Template:CTA URL lists

From Archiveteam
Jump to navigation Jump to search

Options:

  • regex, required, the PCRE regular expression to use for filtering, will get wrapped in single quotes for the grep command
    • Technically, this isn't actually required, but only for use on URLs.
  • broad, optional, adding an extra bit about the regex being intentionally broad if non-empty

Example:

{{CTA URL lists|regex = <nowiki>\S*(foo|bar)\S*</nowiki>|broad = yes}}

renders as:

How to help if you have lists of URLs

For other ArchiveTeam projects that can use this kind of help, see Projects requiring URL lists.

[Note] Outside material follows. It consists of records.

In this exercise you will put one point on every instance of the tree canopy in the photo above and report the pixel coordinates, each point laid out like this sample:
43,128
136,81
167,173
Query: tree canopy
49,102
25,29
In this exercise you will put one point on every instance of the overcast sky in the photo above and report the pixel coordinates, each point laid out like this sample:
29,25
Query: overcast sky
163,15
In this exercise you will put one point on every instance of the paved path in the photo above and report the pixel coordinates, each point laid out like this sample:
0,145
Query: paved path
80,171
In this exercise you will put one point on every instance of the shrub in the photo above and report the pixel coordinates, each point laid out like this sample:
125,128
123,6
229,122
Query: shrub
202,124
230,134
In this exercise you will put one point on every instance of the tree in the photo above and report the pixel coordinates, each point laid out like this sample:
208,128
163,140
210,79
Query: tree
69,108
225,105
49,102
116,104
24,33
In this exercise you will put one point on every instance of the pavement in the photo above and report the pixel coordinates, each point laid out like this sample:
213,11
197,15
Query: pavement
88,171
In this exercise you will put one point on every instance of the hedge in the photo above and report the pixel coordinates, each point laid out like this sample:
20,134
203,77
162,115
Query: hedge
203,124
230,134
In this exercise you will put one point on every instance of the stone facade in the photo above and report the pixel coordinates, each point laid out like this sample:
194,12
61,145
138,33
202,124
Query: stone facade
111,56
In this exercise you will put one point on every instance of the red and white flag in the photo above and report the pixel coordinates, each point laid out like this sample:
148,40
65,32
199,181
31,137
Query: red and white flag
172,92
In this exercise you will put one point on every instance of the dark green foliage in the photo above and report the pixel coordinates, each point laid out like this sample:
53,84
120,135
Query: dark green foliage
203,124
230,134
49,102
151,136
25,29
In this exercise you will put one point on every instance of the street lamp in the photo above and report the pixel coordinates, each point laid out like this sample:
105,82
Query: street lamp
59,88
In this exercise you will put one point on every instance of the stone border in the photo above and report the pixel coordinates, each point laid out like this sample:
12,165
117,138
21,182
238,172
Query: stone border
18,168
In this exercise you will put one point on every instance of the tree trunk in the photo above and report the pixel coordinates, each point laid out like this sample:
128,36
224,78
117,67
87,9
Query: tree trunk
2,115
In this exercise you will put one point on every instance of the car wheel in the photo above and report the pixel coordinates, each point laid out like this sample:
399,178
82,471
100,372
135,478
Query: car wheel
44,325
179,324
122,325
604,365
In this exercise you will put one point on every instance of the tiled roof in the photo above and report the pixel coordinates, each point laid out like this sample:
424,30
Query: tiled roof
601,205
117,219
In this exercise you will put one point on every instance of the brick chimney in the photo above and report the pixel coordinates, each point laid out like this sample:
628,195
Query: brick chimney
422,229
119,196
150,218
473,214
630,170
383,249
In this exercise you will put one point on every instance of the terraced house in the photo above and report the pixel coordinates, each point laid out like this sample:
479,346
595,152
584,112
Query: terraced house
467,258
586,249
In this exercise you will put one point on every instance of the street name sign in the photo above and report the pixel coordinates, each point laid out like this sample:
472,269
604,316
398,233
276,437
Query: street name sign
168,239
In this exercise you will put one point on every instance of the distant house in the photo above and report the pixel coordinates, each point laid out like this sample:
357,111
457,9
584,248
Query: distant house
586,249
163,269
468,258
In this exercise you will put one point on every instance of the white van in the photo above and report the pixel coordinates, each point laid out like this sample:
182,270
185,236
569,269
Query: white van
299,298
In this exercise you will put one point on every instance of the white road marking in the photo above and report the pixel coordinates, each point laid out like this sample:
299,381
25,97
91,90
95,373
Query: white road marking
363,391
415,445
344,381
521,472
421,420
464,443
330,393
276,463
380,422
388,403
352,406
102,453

This project requires lists of URLs for content on the target website. If you have a source of URLs, please:

  1. Use the PCRE regular expression \S*(foo|bar)\S* for filtering.
    • Note that this regex is intentionally broad to cover many different URL formats. Please do not try to use a more narrow pattern, as it may miss valid URLs. We can always filter or transform the results as needed later.
    • Enable case-insensitive matching (e.g. grep's -i) to catch URLs with capitalization.
    • If using grep or similar, enable text matching (-a or --text) to catch URLs in files with apparent binary data.
    • Example command (GNU grep): grep -Pahoi '\S*(foo|bar)\S*' FILENAME FILENAME...
  2. If the output exceeds a few megabytes, compress it, preferably using zstd -10.
  3. Give the file a descriptive name and upload it to https://transfer.archivete.am/.
  4. Share the resulting URL in the project IRC channel.
    • If you wish your list to remain private, please get in touch with a channel op (e.g. arkiver or JustAnotherArchivist). Items generated from your list will still be processed publicly, but they will be mixed in with all other items and channel logs will not associate them with you.